Give something a name and it is almost at once compromised. This is an interesting exercise to observe as differing understandings are applied to the new entity. In a short time someone’s really good idea can be wholly or partially lost in confusion and misunderstanding. I sometimes ponder whether this has happened to a major outcome of Rio One, the preservation of Biodiversity.

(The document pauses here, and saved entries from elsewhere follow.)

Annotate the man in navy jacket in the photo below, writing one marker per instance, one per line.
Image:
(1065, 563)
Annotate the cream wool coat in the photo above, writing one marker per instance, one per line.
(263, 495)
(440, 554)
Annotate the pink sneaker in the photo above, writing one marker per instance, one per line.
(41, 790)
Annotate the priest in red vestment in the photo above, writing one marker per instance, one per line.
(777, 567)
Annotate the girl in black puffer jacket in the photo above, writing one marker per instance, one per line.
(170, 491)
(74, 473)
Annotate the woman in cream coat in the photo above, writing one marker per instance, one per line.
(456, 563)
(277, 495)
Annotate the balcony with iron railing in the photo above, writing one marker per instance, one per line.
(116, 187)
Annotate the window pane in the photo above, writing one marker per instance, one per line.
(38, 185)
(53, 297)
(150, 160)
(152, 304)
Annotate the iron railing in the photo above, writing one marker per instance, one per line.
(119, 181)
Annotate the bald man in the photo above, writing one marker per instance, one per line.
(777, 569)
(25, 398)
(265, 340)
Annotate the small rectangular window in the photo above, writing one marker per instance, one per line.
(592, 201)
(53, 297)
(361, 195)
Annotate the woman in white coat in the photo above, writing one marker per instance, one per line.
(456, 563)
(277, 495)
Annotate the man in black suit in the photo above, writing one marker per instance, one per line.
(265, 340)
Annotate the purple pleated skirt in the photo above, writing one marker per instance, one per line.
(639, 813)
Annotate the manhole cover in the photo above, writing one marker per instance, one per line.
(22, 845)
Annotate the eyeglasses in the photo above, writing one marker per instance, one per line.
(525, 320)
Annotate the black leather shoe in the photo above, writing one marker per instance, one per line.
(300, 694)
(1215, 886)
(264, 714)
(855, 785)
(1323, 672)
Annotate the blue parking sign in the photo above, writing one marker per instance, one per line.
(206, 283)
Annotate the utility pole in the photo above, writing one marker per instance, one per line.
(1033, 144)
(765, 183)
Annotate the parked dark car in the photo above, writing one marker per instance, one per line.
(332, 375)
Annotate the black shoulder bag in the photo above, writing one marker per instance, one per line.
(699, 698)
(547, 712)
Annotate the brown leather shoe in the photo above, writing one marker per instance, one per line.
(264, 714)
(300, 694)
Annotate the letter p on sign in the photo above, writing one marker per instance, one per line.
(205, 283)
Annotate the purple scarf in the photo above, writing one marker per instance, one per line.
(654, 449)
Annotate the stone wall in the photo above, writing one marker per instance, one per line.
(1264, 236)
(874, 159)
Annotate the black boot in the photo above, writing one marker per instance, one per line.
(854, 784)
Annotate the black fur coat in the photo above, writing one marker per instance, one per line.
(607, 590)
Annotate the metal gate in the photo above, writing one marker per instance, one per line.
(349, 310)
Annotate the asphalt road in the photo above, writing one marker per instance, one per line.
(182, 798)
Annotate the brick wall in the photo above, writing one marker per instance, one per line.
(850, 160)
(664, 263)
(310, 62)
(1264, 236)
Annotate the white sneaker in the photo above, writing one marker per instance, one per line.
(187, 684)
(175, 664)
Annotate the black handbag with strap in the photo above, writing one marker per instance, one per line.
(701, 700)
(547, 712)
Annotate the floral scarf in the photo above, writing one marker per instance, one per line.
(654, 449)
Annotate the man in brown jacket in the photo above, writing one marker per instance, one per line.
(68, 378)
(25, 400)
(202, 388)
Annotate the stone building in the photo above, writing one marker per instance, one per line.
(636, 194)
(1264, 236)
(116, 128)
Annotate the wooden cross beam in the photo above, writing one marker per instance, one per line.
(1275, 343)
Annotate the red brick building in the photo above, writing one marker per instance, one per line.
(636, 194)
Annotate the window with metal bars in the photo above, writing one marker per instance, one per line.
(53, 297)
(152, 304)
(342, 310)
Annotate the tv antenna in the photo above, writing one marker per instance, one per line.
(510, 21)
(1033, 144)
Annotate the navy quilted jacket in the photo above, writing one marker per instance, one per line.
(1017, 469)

Biodiversity is, on a grand scale, the gross number of species on the planet and scaled down that rule applies to individual eco-system locations – from the back of your hand to the Masai-Mara. It is also used as a guide to the potential flexibility of response of an area to environmental change. With the recent ever increasing count of species lost it is regarded as a measure of increasing environmental damage – a kind of MEI, mass extinction index.
But do we need it? Is it now just an academic ploy or a career support move – it certainly has an image which allows almost infinite backing for its necessity, its continuous estimation and the extension of its usage.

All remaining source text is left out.